I worry that in the process of transferring some of the weight of space-making for Black womxn from students to administration, there is the risk of experiences losing their charm. That they will have a plasticky, manufactured aura to them instead of an organic feel — like the difference between a pre-packaged tortilla and a freshly cooked one. We need Black womxn hired who are deeply in tune with the emotional and cultural production of Black womxn everywhere. A Black tastemaker in higher education.
Until our administration finds Black womxn who can dream the way we do — who can curate raw experiences that draw tears — I feel the burden to keep our programming and initiatives in our safe hands. This is a charge to the administration to both bring high caliber Black womxn to NYUAD and to let Black womxn students “read” them before joining our cause. I want to see us reach a point where Black female students can rest and trust that we are taken care of by this institution, but I will not rest peacefully knowing that administration would hire someone who cannot do it as well as we can.
My Love for Black Womxn Alone Cannot Bridge the Gap
I constantly remind myself and our team that even if we lose every other skill needed to run AZIZA, as long as we have a profound love for Black womxn, we will prevail. I feel secure in that. While I did not enroll in this university with a clause stating it would be my full-time job to make space for Black womxn, I feel spiritually guided toward this cause. But I cannot be the only one who loves us.
The idea of Black womxn not feeling my love bothers me because the alternative for us is abandonment. My fear of letting down the Black womxn at NYUAD keeps me awake at night — and in some ways keeps me disciplined about working.
But why do I hold this fear? Why do our faculty and administration not hold this fear? What lets them sleep peacefully at night while I do not?
The burden of making room for Black womxn on this campus cannot be absolutely ours to bear as students.
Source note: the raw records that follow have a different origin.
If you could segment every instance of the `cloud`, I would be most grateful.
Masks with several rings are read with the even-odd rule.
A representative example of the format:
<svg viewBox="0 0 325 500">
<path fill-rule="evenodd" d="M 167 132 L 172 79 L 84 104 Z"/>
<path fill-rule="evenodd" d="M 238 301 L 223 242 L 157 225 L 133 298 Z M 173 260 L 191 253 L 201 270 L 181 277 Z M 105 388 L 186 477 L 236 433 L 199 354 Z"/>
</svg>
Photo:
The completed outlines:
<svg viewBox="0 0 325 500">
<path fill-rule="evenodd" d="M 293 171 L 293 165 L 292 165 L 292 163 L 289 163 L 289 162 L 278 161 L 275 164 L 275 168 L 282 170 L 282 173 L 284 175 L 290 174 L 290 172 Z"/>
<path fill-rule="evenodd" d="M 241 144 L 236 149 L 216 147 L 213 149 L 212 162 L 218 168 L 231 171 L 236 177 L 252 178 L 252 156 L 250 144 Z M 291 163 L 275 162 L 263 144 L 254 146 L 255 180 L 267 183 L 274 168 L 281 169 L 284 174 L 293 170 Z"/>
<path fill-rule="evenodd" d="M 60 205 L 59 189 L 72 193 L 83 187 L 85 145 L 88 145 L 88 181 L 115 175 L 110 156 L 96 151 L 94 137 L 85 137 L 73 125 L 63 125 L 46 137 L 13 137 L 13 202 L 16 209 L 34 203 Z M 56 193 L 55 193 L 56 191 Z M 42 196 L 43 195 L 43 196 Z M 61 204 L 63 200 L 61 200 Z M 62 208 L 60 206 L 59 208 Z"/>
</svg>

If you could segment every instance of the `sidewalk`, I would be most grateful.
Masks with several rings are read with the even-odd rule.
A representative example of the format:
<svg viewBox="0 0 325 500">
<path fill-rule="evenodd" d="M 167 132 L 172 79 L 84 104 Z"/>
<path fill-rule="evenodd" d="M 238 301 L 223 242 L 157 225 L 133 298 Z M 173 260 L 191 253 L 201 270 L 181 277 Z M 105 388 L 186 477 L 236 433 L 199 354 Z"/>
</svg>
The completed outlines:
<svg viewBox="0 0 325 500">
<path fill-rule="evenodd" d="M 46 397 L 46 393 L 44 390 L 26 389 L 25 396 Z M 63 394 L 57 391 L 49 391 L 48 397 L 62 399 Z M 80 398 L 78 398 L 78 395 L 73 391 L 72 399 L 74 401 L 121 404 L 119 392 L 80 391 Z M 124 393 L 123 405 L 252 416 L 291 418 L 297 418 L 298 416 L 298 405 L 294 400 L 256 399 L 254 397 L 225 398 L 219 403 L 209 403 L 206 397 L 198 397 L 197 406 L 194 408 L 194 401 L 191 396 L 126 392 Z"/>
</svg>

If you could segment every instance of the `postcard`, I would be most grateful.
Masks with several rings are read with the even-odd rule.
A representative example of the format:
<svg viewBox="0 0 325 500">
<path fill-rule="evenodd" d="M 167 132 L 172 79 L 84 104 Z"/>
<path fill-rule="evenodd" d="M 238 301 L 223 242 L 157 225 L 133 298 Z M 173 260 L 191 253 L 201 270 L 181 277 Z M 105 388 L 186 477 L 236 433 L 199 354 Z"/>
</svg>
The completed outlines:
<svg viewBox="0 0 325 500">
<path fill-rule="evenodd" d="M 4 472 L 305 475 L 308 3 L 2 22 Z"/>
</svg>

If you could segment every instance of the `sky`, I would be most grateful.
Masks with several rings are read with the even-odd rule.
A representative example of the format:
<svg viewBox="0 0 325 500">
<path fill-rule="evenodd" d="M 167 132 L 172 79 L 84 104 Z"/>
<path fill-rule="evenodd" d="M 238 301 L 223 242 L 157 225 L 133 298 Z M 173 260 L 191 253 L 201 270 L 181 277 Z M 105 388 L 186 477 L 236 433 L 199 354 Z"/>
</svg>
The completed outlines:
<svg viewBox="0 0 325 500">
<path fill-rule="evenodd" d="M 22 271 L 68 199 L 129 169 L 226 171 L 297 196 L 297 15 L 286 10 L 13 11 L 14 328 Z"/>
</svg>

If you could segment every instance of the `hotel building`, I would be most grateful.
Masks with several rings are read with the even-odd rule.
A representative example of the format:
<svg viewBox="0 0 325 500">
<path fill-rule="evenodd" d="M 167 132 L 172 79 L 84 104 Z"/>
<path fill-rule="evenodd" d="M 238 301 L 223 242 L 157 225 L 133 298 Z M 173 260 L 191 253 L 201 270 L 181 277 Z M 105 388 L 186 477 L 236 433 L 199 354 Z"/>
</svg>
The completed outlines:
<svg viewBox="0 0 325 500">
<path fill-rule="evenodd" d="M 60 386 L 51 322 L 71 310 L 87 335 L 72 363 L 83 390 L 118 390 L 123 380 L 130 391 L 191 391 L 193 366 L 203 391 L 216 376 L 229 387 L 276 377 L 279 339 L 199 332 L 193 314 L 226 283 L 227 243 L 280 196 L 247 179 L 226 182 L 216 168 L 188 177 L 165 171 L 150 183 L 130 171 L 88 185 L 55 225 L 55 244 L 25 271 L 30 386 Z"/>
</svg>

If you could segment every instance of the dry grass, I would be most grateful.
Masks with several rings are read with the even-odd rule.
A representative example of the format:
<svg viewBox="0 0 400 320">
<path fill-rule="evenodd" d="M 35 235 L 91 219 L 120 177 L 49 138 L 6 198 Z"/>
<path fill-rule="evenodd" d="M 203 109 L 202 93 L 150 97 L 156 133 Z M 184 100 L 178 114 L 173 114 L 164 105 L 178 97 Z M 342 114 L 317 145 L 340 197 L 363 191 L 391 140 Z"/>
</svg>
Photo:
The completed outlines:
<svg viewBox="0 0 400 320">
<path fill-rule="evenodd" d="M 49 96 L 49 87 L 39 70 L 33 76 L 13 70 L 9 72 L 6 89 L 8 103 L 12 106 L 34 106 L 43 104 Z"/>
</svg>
I cannot continue to operate in this constant dance of a calling, pressure, burnout, and Olympic weight lifting of institutional responsibilities.
I challenge our administration to prove that their commitment to the Black student body does not end with the international outcry about Black Lives Matter; that our words and actions will not mean less than they do right now. I challenge the administration to invest in a fleet of trusted Black staff and faculty members who combat institutional abandonment with a radical focus on us. I challenge the administration and faculty to love Black womxn as boldly as I do.
We need you to pick up some of the load, because no amount of student organizing can ever bridge the gap you leave.